"Looking further down the road, I would be remiss in not highlighting the serious consequences to the economic outlook of failing to tackle the serious challenges presented by climate change. These are not just risks. They represent real consequences.
I also know that issues around climate change do not typically come before Finance Ministers and Central Bank Governors. This, I firmly believe, is a mistake. And to underscore my point, we need to look no farther than what is happening in our host country.
This winter, for instance, Moscow has had record snowfalls. Climate scientists tell us that as the earth warms up, we will have more and more bursts of precipitation and other periods of extreme weather. Just two-and-a-half years ago, an extreme heat wave in Russia led to 55,000 deaths. So the people of Russia have experienced two once-in-a-lifetime extreme weather events in the last few years. One hot, one cold. We’re not talking about a risk that is 50 years away. We’re talking about risks that are here today.
No country – rich or poor – is immune from the impacts of climate-related disasters. In Thailand, for example, the 2011 floods resulted in losses of approximately $45 billion or about 13 percent of GDP. The impacts of this disaster spread across borders disrupting international supply chains.
Damages and losses from natural disasters have more than tripled over the past 30 years. Years of development efforts are often wiped out in days or even minutes.

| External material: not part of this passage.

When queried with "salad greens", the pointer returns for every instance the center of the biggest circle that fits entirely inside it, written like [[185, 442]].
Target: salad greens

While we've seen developed countries struggling to cope with blizzards and events like Hurricane Sandy, developing countries have even less resources to mitigate the economic and human costs of these disasters. At the World Bank Group we are stepping up our mitigation, adaptation and disaster risk management work. I would welcome more attention from the G20 on what we need to do to face climate change, which is a very real and present danger."